Going Out Past Pie-a-nona ...
Oddly, the milestone reminded me of a summer spent in Macon, Georgia, where I was the young, white assistant pastor of the city's historic First Baptist Church, Colored, as it was then known. The civil rights movement was reaching to its crescendo. I had just graduated from Duke and been run out of Durham by the local police for my civil rights activity. So, I jumped into the fire by moving to Macon for the summer. Dr. King was leading demonstrations in Albany and I worked with the movement's leadership in Macon.

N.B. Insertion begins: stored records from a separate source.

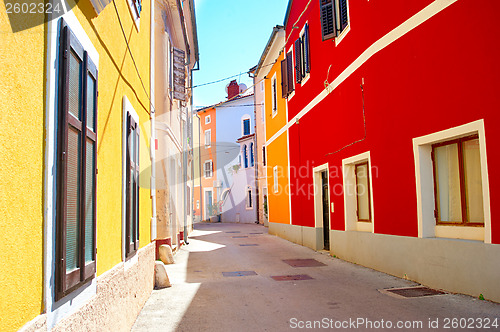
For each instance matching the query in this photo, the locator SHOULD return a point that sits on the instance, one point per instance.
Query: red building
(392, 108)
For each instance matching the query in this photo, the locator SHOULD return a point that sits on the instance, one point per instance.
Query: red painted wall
(442, 74)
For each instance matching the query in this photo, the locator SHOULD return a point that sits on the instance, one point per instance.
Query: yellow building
(77, 205)
(269, 72)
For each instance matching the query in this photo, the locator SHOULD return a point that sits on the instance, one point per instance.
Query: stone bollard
(165, 253)
(161, 277)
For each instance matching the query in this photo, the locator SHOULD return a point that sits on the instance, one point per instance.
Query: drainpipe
(256, 158)
(199, 166)
(153, 126)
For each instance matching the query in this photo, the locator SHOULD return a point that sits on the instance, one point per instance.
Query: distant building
(219, 156)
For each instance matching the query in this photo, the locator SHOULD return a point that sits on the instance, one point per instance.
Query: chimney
(233, 89)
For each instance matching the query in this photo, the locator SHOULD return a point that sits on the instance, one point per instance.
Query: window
(245, 156)
(334, 17)
(287, 75)
(132, 143)
(135, 7)
(249, 198)
(274, 97)
(209, 168)
(246, 127)
(363, 192)
(251, 155)
(275, 179)
(208, 138)
(357, 175)
(458, 182)
(77, 164)
(302, 60)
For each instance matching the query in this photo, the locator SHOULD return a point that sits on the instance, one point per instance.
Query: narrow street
(205, 297)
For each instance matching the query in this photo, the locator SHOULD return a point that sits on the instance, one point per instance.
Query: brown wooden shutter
(298, 60)
(76, 212)
(284, 79)
(307, 60)
(289, 71)
(327, 14)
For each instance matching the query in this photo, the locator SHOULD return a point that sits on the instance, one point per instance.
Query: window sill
(460, 232)
(364, 226)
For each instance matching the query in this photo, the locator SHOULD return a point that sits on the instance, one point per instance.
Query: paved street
(336, 293)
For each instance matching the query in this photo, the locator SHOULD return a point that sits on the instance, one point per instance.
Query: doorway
(325, 210)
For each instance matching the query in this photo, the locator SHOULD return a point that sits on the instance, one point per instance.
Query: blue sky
(231, 37)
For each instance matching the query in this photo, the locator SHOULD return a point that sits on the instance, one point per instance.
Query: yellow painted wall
(21, 173)
(22, 114)
(118, 77)
(277, 151)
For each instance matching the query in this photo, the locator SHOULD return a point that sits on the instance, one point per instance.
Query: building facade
(391, 138)
(221, 155)
(79, 203)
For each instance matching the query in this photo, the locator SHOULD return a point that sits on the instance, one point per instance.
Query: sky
(232, 35)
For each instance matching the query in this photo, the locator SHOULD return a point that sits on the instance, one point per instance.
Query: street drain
(410, 292)
(303, 262)
(239, 273)
(292, 277)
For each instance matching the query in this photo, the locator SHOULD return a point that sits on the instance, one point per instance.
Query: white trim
(318, 192)
(350, 199)
(308, 75)
(75, 300)
(425, 184)
(413, 22)
(243, 118)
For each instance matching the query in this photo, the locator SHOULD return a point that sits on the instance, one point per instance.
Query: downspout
(199, 166)
(153, 125)
(256, 158)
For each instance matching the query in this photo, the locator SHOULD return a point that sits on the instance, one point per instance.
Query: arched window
(251, 154)
(245, 156)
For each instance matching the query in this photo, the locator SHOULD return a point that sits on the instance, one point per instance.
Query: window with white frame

In some ways, it was a summer of exclusions: from being run out of Durham, to being thrown out of my best friend's house when his parents found out why I was in town, to getting tossed out of the YMCA when I made the mistake of asking its secretary where 595 New Street was. He knew the address was an old African American one and advised me to take the next bus out of town. Of course, I didn't and that summer still supplies some of my fondest memories.
Just around the corner from 595 New Street's First Baptist Church, Colored, and up Cotton Avenue were other historic black congregations: Tremont Temple Baptist Church, named for a historic abolitionist church in Boston, and Steward Chapel A.M.E. Church. It was named for an early pastor and theologian, Theophilous Gould Steward. Bishop Henry McNeill Turner had often preached from its pulpit and both Martin Luther King, Sr. and Jr., later preached there. Up around another corner were two of Macon's most imposing white churches. One of them was First Baptist Church, no racial identity then attached. It was the"mother church" of the congregation I served, but none of my members would have been allowed to worship there in 1962. The other imposing church, just around the corner, was St. Joseph's Catholic Church. I wandered into St. Joseph's one day, just out of curiosity. It may have been the first time I'd ever been in a Catholic Church. Its beauty seemed both amazing and mysterious.
There were many confrontations that summer. I got run out of a drugstore for asking why it would not serve a friend at its lunch counter and, then, wrote to Robert Kennedy, the Attorney General, to protest the fact that a post office outlet was in this store which discriminated against my church members. The confrontations grew more serious over the summer. By its end, there was a race riot in Tatnall Square, when some of my African American friends sought to use its public park. One of them had his head busted open in that fray.
The misunderstanding that continues to amuse me, however, was that I never did get the directions given in Macon's deep South dialect when they told me to"drive out past pie-a-nona." What the heck could that mean? It took me years to figure it out. They meant"drive out past Pio Nono." That 19th century pontiff experienced both the loss of secular authority over the Papal States and the declaration of papal infallibility. From 1876 to ca. 1890, the diocese of Savannah conducted a Pio Nono College in Macon and a major thoroughfare there was named for Pius IX. There's still a big religious transformation in Macon at the intersection where Pio Nono becomes Pierce Avenue. It's named for the Methodist Bishop George Foster Pierce. But you won't find either of the 19th century brothers on the maps. Both Pio Nono and his lesser Wesleyan brother are subsumed in the non-denominational Highway 41. Forget about"going out past pie-a-nona." The question is: will John Paul outlast Pio Nono? That will take another six years.